Arles, capitale estivale de la photo

Lors de ses Rencontres, Arles mute en trépidant symposium de la photographie contemporaine, livrant ses murs à des centaines d’artistes. L’occasion d’arpenter chapelles déconsacrées, halles ferroviaires, collège abandonné et nefs industrielles, des lieux d’exposition d’exception.

Arles et la poésie des images ? Aux dires de l’écrivain Michel Tournier, cofondateur des Rencontres disparu cette année, l’adéquation allait de soi. « Cette petite ville avait naturellement vocation à devenir capitale de la photographie, expliquait-il en 1977. D’abord, évidemment, il y a la lumière, la transparence de l’air provençal. Puis il y a l’architecture, les arènes et ce qui s’y passe. Et, naturellement, il y a les hommes… » Avant les photographes, sa lumière, son architecture et ses hommes ont fait de l’œil aux peintres : Van Gogh, bien sûr, qui brossa à traits vifs les marais alentours, les maisons ocres et sa fameuse chambre ; Picasso ensuite, féru de tauromachie, qui coucha sur toile une Corrida en Arles.

Il faut dire que la bourgade est taillée pour les esthètes. À l’inverse de ses consœurs ripolinées de Provence, les très chic Aix ou Saint-Rémy, Arles la Camarguaise a gardé des couleurs passées, des façades patinées, si bien que le promeneur sensible aux beautés âpres se pâmera tous les dix mètres en sillonnant le centre. Un somptueux décor dont les Rencontres, une fois l’an, nous dévoilent l’envers et le dedans. On franchira la grille sévère du palais de Luppé, nouveau point de chute du festival, où s’exposent quelques étudiants de l’école de photographie du cru, triés sur le volet. On s’immiscera dans le cloître Saint-Trophime, dont les volumes médiévaux font d’idéales cimaises pour Stéphanie Solinas et son art socio-onirique : les Rencontres l’ont invitée à ausculter la mémoire de l’usine Lustucru, fermée en 2003, dont la nef signée Eiffel trône, désolée, dans le nord de la ville.

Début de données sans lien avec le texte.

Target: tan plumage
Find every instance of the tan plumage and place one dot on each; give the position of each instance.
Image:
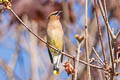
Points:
(55, 38)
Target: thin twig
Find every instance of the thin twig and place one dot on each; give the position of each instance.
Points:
(76, 62)
(86, 39)
(81, 61)
(109, 41)
(100, 34)
(105, 19)
(118, 33)
(98, 56)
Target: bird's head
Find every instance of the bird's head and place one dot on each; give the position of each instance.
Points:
(54, 14)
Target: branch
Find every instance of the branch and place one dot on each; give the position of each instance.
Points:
(100, 34)
(98, 56)
(86, 39)
(105, 19)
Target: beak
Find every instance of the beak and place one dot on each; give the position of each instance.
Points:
(59, 12)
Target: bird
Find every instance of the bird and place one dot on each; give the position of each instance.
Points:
(55, 38)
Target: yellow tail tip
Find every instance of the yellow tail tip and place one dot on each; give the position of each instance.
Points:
(55, 72)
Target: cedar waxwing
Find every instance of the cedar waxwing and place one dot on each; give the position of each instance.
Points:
(55, 38)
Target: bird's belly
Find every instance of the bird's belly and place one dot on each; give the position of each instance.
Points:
(55, 38)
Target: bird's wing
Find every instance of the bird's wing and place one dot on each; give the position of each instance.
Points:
(51, 58)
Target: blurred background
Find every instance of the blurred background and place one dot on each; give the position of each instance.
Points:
(24, 57)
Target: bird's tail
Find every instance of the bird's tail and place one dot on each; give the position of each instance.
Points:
(56, 63)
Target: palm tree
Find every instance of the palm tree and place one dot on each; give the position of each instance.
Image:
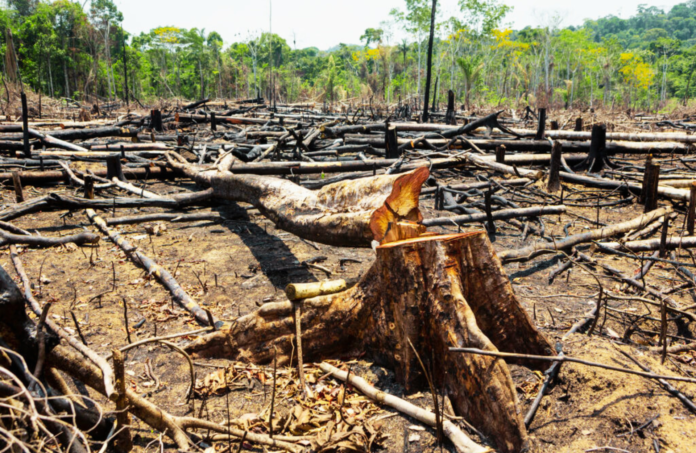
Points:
(471, 68)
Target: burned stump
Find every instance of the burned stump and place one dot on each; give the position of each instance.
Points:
(436, 291)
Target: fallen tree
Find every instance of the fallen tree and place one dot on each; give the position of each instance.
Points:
(338, 214)
(434, 291)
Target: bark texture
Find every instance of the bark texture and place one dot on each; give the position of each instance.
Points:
(437, 291)
(338, 214)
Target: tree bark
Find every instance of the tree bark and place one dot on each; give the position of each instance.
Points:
(338, 214)
(437, 292)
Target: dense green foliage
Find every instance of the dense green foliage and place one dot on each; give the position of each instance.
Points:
(647, 60)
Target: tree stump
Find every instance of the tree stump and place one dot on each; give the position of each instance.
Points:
(436, 291)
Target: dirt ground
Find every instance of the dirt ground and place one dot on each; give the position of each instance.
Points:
(234, 266)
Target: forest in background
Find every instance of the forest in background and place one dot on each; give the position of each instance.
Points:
(80, 51)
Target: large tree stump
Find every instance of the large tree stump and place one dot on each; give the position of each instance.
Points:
(437, 291)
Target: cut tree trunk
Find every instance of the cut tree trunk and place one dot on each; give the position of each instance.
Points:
(436, 291)
(339, 214)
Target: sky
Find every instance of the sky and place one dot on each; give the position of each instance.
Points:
(327, 23)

Car dans cette cité ouvrière que la crise industrielle n’a pas ménagée, les vestiges de béton et d’acier sont légion. Mais, là encore, les Rencontres n’ont eu de cesse de les revitaliser. À commencer par les anciens ateliers SNCF, cœur battant du festival, dont la Grande Halle, les Forges et l’Atelier de la Mécanique, tout juste rénovés par l’architecte Annabelle Selldorf sous l’impulsion de la Fondation Luma Arles, accueillent les expos les plus amples. Comptez aussi sur Ground Control, hangar de fret à l’abandon près de la gare, que le festival défriche pour la première fois.

Hors Rencontres, hors été, point de salut à Arles ? Ce serait méconnaître la vigueur du Magasin de Jouets, de Lhoste Art Contemporain ou de l’Espace pour l’Art, dont les expos de haute tenue dynamisent la ville à l’année. Ce serait oublier combien les éditions Actes Sud et la maison de disques Harmonia Mundi dorent le blason de la ville depuis des décennies. Arles la pittoresque, la décatie, la laborieuse, a la culture pour meilleur carburant.